Sophia Simeng Han | Yoshiki Takashima | Shannon Zejiang Shen | Chen Liu | Yixin Liu | Roque K. Thuo | Sonia Knowlton | Ruzica Piskac | Scott J Shapiro | Arman Cohan
Proceedings of the 2025 Conference on Empirical Methods in Natural Language Processing

LLMs are increasingly applied in the legal domain in tasks such as summarizing legal texts and providing basic legal advice. Yet, their capacity to draft full judicial analyses in U.S. court opinions is still largely uncharted, such as generating entire judicial reasoning sections in U.S. court decisions, remain under-explored. Given the continued adoption of LLMs and the significance of law to society at large, measurement of LLM’s legal reasoning capabilities is a pressing task. We propose CourtReasoner, a novel expert-annotated judicial reasoning benchmark for evaluating LLM agents’ capabilities in complex legal reasoning. Sourcing U.S. court opinions, we construct benchmarks that measure the LLMs ability to construct goal-oriented legal reasoning.
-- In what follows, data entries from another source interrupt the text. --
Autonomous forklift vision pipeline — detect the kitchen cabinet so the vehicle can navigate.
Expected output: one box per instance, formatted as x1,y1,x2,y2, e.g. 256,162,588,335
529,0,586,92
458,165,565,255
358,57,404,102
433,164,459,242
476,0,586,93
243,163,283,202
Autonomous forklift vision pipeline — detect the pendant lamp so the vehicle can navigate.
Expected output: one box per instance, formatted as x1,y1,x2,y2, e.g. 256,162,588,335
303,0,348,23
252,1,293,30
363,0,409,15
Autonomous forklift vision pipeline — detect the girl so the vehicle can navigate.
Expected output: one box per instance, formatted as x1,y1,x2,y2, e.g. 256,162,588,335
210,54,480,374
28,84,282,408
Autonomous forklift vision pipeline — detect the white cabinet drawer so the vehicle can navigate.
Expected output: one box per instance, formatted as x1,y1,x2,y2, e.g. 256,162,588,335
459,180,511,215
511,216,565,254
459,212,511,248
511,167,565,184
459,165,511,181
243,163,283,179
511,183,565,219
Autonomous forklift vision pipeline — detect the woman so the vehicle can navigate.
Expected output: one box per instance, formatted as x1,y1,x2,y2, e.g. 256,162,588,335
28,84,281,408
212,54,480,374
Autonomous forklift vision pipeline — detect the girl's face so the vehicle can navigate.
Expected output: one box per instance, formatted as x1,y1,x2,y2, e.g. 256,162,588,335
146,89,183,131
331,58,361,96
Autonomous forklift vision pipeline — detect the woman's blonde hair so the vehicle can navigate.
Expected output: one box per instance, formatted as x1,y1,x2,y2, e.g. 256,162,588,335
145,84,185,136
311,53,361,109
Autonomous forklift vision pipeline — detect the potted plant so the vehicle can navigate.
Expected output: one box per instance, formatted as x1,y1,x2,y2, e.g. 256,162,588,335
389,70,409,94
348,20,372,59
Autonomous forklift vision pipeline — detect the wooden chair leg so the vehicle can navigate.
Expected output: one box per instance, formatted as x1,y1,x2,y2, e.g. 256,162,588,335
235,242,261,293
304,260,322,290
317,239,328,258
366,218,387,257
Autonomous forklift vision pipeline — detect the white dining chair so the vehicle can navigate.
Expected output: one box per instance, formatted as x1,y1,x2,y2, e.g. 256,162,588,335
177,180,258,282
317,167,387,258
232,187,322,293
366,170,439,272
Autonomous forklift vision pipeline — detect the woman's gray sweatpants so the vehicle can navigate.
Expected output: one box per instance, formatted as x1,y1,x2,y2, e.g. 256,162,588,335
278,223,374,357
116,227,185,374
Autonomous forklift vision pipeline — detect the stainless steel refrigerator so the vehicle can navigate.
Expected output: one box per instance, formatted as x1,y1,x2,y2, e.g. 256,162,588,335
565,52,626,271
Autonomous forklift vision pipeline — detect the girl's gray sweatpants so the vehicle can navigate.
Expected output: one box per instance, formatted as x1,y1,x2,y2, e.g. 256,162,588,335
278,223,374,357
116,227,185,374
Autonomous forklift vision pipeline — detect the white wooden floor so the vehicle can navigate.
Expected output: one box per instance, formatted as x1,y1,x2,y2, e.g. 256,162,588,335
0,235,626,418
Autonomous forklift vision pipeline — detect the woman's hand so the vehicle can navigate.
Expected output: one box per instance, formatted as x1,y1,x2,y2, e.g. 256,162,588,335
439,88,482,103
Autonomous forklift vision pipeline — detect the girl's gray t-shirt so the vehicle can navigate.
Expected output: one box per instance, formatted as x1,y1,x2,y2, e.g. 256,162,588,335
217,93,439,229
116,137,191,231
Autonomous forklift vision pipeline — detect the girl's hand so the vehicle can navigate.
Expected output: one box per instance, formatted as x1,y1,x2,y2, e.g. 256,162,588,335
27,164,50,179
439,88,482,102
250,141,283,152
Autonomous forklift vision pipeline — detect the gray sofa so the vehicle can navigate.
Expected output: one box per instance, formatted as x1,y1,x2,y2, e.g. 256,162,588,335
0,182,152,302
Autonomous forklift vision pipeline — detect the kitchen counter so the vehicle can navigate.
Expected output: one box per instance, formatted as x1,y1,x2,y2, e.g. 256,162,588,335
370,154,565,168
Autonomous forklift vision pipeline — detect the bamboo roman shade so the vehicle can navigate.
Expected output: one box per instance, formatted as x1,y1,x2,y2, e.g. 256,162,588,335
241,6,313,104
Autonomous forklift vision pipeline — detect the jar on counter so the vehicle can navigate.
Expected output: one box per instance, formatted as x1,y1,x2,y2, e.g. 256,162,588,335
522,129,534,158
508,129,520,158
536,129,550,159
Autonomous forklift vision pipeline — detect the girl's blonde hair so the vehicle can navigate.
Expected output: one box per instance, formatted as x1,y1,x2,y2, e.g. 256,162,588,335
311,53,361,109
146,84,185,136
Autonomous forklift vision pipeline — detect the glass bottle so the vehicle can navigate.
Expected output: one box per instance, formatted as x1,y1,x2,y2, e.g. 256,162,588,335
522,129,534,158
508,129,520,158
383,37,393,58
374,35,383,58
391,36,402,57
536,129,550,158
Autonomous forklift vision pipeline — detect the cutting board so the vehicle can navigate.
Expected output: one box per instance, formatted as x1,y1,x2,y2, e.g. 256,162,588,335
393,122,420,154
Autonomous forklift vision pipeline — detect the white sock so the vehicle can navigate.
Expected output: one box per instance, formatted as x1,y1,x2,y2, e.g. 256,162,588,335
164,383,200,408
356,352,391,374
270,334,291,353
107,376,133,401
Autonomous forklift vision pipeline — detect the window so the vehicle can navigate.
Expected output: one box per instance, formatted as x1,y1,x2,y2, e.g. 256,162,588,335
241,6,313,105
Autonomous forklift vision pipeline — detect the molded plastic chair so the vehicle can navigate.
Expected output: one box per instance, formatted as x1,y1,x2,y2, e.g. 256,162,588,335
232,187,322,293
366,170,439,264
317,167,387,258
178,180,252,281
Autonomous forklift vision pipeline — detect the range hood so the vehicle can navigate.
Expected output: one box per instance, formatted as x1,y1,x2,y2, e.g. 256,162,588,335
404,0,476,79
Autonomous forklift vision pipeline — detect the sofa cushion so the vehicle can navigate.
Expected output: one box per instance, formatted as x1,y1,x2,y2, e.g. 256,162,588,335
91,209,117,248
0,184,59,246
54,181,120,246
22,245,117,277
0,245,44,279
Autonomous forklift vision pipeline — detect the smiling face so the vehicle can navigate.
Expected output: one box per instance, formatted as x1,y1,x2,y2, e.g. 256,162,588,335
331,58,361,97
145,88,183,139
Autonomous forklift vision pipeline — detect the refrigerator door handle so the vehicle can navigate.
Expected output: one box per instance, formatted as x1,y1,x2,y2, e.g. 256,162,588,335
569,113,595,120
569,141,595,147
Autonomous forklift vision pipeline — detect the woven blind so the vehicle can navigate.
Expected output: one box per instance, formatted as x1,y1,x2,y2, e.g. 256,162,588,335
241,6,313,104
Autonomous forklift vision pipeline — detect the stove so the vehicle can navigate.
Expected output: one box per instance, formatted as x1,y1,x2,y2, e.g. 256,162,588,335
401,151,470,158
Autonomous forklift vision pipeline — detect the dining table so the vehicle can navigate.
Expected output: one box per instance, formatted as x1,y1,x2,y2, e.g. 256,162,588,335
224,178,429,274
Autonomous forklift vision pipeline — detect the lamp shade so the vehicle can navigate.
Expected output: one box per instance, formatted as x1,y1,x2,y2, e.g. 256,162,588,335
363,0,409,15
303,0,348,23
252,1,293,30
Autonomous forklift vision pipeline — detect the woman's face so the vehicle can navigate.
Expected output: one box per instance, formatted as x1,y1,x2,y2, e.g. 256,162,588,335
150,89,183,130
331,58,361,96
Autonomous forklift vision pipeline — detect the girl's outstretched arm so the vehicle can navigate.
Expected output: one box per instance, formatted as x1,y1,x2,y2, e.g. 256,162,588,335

CourtReasoner measured the agent’s ability to argue both ways in a legal dispute, rather than simple Q/A. Our results show that more than 60% of frontier model outputs contain invalid arguments and more than 53% of frontier model produced irrelevant citations when conducting complex legal reasoning. We also introduce a meta-evaluation benchmark to provide insights into the capabilities of LLMs as evaluators of legal reasoning. We will release our data, code and full annotation guidelines publicly for future research.